Thank you for sharing. It is very touching especially when it hits close to home.


----------



## PrincessDi (Jun 8, 2009)

Thanks so much for posting this. Many tears here! It really hits home. They are truly a gift, but so hard to give back when their time comes.


----------



## Karen519 (Aug 21, 2006)

*Video*

Thanks so much for posting this!


----------



## goldensmum (Oct 23, 2007)

Many thanks for sharing, but should have had a warning to have tissues at the ready


----------



## megkate (Feb 7, 2012)

Thanks so much for sharing. I especially love the part that asks the owner to bring a new pet into their life. I have been feeling guilty about getting a new pup and this helps me realize that my Tucker would want me to share my home and my life. It was beautiful!


----------



## patrice (Nov 3, 2011)

*Full circle*

Lovely, made me cry. Oh, how that boy added to my life. Gave me love to share again. He is never forgotten. Thanks, Buddy, for teaching me how to love a dog. My heart so vacant, it needed two. I know you understand. Love, Mommy


----------



## Augie's Mom (Sep 28, 2007)

Very touching and beautifully stated, thanks for sharing it.


----------



## Karen519 (Aug 21, 2006)

*Patrice*

Patrice

That is absolutely beautiful what you wrote to Buddy!!


----------



## CAROLINA MOM (May 12, 2009)

Beautiful video, thanks for sharing. 

I opened my heart to another boy after I lost my old guy.
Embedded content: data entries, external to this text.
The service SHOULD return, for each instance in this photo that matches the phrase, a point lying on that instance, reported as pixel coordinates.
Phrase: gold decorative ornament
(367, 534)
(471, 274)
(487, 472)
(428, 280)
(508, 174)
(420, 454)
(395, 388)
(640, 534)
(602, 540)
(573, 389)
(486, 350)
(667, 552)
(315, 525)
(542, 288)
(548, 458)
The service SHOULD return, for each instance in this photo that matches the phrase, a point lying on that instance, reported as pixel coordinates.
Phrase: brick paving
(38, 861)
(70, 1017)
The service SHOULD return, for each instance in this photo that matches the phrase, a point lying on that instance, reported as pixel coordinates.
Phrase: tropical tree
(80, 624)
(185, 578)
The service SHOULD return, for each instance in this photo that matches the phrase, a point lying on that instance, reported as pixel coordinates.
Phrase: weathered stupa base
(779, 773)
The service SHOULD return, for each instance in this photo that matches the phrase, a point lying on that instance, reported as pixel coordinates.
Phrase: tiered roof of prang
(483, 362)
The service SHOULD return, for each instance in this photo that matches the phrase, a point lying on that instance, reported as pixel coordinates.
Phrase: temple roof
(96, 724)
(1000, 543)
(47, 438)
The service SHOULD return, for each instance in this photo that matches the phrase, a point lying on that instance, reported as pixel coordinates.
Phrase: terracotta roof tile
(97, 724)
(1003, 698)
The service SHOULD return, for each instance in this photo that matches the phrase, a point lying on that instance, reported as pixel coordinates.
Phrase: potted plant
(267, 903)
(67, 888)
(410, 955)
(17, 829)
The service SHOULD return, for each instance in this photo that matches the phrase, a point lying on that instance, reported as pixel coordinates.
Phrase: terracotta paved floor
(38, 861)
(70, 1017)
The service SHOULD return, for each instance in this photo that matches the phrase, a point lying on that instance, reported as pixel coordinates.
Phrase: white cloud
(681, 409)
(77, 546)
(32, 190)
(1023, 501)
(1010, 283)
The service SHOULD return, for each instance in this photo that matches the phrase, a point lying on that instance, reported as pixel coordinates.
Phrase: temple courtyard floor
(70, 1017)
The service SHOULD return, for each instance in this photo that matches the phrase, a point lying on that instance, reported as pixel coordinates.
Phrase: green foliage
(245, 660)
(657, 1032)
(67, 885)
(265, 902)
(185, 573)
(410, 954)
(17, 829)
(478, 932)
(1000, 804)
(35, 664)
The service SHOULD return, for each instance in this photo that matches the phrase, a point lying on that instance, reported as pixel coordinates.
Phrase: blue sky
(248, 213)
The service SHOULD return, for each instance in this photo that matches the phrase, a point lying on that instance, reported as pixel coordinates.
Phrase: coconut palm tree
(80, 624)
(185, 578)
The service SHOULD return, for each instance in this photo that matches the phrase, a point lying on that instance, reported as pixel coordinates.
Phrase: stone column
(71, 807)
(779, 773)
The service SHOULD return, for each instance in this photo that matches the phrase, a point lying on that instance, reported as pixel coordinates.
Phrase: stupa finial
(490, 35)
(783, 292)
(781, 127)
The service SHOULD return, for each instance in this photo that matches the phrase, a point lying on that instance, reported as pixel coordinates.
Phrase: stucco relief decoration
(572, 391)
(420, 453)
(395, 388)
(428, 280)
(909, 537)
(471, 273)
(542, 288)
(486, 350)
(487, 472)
I had some guilt doing so, but have received a very beautiful gift having adopted Remy. He reminds me a lot of Taz.


----------



## Mausann (Oct 9, 2010)

I watched this on the 1yr anniversay of losing my BILLIE JEAN, it sure did make my cry, but thank you very much for sharing, it is beautiful.


----------



## maggsd (Mar 20, 2012)

What beautiful pictures of beloved fur babies. I cry each day, for my beautiful boys, just 5 weeks now since they went to Rainbow Bridge.


----------